なお、赤軍が中核を突き飛ばした形になった件について。中核派の側を支持するとかしないとかはまるで問題でない。個人的には今も昔もそもそも中核派とは関わりがない。かつて大阪市立大学エレベーター設置運動を展開したのはどの政治セクトにも所属しない障害者学生当事者とその支援者らであり、同時期の中核派はそれを一つも支援していない。

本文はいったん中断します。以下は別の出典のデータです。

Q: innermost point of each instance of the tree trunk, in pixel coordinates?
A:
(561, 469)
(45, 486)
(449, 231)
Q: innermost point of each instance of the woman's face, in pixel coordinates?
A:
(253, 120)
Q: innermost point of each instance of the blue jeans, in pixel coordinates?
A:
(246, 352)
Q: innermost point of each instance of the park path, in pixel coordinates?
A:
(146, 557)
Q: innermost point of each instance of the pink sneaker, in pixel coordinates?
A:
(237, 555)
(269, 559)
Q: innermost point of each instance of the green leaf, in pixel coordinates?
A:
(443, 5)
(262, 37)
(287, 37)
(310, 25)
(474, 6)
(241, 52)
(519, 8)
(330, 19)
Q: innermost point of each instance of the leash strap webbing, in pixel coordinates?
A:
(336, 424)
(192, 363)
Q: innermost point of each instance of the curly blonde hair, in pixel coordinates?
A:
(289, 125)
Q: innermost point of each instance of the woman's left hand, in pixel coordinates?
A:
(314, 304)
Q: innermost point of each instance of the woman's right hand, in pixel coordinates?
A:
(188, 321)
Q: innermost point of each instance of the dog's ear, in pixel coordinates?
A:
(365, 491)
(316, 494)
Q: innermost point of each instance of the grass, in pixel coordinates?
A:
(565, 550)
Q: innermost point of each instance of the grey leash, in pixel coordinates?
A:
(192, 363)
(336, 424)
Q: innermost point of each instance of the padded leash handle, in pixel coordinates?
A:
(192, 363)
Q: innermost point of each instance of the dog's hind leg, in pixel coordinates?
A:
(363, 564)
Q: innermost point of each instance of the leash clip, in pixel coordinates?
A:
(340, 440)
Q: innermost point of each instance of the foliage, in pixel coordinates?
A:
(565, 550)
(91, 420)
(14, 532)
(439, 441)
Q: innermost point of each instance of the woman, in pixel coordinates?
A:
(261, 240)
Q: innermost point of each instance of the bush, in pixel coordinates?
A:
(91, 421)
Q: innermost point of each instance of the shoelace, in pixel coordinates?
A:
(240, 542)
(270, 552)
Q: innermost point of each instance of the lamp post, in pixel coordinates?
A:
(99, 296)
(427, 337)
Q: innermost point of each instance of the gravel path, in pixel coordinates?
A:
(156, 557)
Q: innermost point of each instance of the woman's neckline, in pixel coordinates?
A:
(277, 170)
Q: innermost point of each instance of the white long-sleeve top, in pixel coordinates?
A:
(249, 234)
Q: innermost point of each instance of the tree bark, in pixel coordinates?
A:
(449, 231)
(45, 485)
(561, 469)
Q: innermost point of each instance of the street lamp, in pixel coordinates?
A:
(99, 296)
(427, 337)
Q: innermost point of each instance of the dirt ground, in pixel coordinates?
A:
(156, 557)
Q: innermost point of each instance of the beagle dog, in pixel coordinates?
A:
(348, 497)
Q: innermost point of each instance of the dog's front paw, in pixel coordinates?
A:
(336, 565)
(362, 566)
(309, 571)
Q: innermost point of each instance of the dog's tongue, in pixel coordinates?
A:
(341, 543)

さらに問題は打ち重なっている。赤軍派(大菩薩峠派)が獄中にいる頃、逮捕をまぬがれた赤軍派の一部が「よど号ハイジャック事件」を起こした。公安は当然マークしていただろうし一九八四年三里塚で赤軍派残党学生が中核派デモ隊に横槍を入れた現場も直接間接を問わず見ていたはずである。だが逮捕されたのは中核派の側であり赤軍派(よど号ハイジャックグループ)には堂々と世界各国を渡り歩かせている。中核派系委員長だったKは獄中十六年。一方彼らのデモ隊に横槍を入れた赤軍派系デモ指揮者で性暴力常習学生は今や大阪で親から譲られた不動産業者を継いで悠々自適。なぜだろう。公安の体質についてはどうか。文春がすっぱ抜いた木原問題と公安との間に漂う性暴力の臭いたっぷりの不可解ぶり。断ち切れるものならできる限り速いうちに断ち切るのがいいとおもう。でなくては無関係の人々までどんどん巻き込まれていくのがもう眼に見えるようだ。
日本で難治例が典型例をも兼ねるケースがはなはだ多いのはどうしてか。ロシアを含めたアジアや南米のような旧植民地に多いのも特色。